El muchacho está tan feliz mientras le paga al recepcionista, registrándolos como padre e hijo. El hombre cuya forma ha tomado es alto, delgado y más bien pálido. Esa es prácticamente la única cosa que tienen en común. Le tomó un mes realizar la poción, una prueba a la que recién ahora le veía la utilidad. Él siempre buscaba desafíos que superar con su caldero, a pesar de que ya era uno de los mejores en la clase. No importaba el efecto que tuviera el resultado, mientras fuera complicado conseguirlo. Era ahí donde empezaba y terminaba toda su ambición. El hecho de que en esa ocasión Tom se lo hubiera sugerido carecía de importancia. Tom era un buen amigo y no dejaba de apoyarlo para mejorarse a sí mismo.

La ciudad no es de ninguno de los dos. Nada más un punto perdido que encontraron en un mapa. El motel... es un mal necesario. La habitación resulta ser casi un lujo comparada con su habitación en el orfanato. Esto le hace enojar, fruncir el ceño con un desprecio que el otro no mira, del cual ni siquiera se percata mientras se deshace de las prendas grandes para su verdadera figura. Cuando sale del baño vuelve a ser el mismo muchacho que conoció en su primer día.

Ver a tantos magos reunidos en el gran castillo le causó una mezcla de fascinación y molestia. Por un lado todos ellos eran la prueba viviente de que no era único en el mundo. Habiendo devorado ansiosamente los libros que hablaban de la historia de ese sitio, sabía que nunca fue único, pero tenerlo frente a sus ojos era más impresionante.

Había otros como él, miles, millones, una comunidad entera. Por el otro lado, se preguntó cuántos de ellos habían adquirido el control que había alcanzado. Cuántos de ellos podían realizar cosas sin mover un dedo y qué tendrían para enseñarle. Antes de la selección entabló conversación con aquel niño, quien afirmaba que sus padres habían estado en Slytherin y esperaban recibir noticias de que él también. Por entonces no tenía idea de lo que significaba pertenecer a la casa de las serpientes. Sólo le interesó saber de alguien que siempre hubiera sabido que su destino era aprender magia. No esperaba acabar comiendo a su lado ni compartir habitación.
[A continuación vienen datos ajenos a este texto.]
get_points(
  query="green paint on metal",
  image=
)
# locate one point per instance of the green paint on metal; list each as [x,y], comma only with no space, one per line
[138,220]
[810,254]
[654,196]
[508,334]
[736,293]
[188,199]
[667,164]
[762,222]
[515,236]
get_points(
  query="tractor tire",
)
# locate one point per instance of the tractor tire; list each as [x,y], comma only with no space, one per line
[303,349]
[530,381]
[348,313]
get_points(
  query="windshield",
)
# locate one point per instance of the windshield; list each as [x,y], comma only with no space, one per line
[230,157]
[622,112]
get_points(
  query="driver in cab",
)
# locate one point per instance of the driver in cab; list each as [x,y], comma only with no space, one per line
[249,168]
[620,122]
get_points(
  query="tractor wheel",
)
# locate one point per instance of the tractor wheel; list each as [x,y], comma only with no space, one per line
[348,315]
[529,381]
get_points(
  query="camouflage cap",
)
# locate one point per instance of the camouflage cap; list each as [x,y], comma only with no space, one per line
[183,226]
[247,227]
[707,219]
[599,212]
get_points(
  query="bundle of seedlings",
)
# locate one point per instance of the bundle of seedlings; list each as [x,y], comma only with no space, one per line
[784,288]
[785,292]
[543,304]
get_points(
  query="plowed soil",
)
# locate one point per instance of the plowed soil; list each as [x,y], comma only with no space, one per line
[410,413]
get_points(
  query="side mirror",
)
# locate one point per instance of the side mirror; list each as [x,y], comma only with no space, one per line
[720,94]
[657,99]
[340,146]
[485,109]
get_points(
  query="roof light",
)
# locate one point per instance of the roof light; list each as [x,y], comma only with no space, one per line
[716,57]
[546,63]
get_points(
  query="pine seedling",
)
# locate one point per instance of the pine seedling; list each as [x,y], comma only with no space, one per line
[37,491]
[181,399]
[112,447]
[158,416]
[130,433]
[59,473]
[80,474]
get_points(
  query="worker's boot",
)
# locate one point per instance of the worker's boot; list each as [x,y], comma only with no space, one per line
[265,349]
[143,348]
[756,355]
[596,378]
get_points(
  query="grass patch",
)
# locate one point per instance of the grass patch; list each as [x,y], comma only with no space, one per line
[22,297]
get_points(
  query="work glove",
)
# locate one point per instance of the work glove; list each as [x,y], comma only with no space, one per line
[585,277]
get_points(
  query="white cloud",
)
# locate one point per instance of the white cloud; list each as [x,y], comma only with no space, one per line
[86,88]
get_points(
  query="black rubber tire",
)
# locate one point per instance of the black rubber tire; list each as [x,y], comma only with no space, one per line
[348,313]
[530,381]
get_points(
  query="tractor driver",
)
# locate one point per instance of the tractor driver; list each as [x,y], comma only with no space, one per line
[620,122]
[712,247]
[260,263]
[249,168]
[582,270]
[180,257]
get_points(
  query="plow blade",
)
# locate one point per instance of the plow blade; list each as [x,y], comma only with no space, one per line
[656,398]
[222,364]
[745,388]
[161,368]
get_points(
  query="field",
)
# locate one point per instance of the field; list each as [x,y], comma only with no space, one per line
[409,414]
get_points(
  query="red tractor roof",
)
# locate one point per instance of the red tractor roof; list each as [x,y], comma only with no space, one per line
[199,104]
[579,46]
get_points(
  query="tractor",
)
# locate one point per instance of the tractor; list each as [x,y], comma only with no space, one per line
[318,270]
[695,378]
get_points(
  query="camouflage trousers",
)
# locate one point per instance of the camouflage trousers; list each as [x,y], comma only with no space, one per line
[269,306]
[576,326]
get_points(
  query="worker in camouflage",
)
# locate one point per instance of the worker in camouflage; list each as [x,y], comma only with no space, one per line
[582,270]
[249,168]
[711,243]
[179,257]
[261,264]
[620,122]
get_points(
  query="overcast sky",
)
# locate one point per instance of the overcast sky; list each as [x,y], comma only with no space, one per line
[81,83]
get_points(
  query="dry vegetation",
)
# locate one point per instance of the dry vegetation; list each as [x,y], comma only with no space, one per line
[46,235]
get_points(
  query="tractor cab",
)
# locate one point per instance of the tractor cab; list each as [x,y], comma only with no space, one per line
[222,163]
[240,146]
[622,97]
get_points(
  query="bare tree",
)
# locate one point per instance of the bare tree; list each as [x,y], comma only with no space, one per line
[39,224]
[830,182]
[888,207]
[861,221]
De todos modos no podía negar que era útil. Supo por sus conversaciones, con el tiempo, varias costumbres de las familias mágicas. Se aprendió sus frases, las fechas y los significados. Lo que los libros no le decían, el niño se lo explicaba. De una manera inevitable, necesaria, mientras adquiría más conocimientos y se apropiaba de ese nuevo universo que era suyo por derecho, el niño se convirtió en su amigo más cercano. O lo más cerca a un amigo que creía prudente.

Cuando sale tiene gotas de agua cayéndole por el cabello. Él estaba acariciando el anillo de los Gaunt, pensativo. La mochila que se trajo yace al lado de sus pies. Trae pocas cosas. Muchas menos que el otro.

—¿Quieres entrar, My Lord?

Voldemort parecía ser muy largo, así que quedaba ese otro epíteto. Le sonrió abiertamente mientras se acostaba en la cama, mirándolo de cabeza.

—Estoy bien así.

Él se encoge de hombros y toma asiento en la otra cama. Está justo en la posición correcta para notar que evita su mirada. Lo conoce lo suficiente para saber que no es el respeto que tienen otros. Vuelve a parecerle el mismo patético tonto que se le "declaró" en la Sala Común, a la luz de la chimenea, cuando todos ya estaban dormidos y acaban de hacer los deberes. Apenas si prestó atención a una sola palabra que dijo entonces. Se lo veía venir. La admiración en sus ojos era demasiado abierta, muy poca orgullosa en comparación a la de los demás. Lo tranquilizó, por supuesto. No olvidaba los favores que le había hecho a través de los años. Era su amigo, no podía dejarlo así.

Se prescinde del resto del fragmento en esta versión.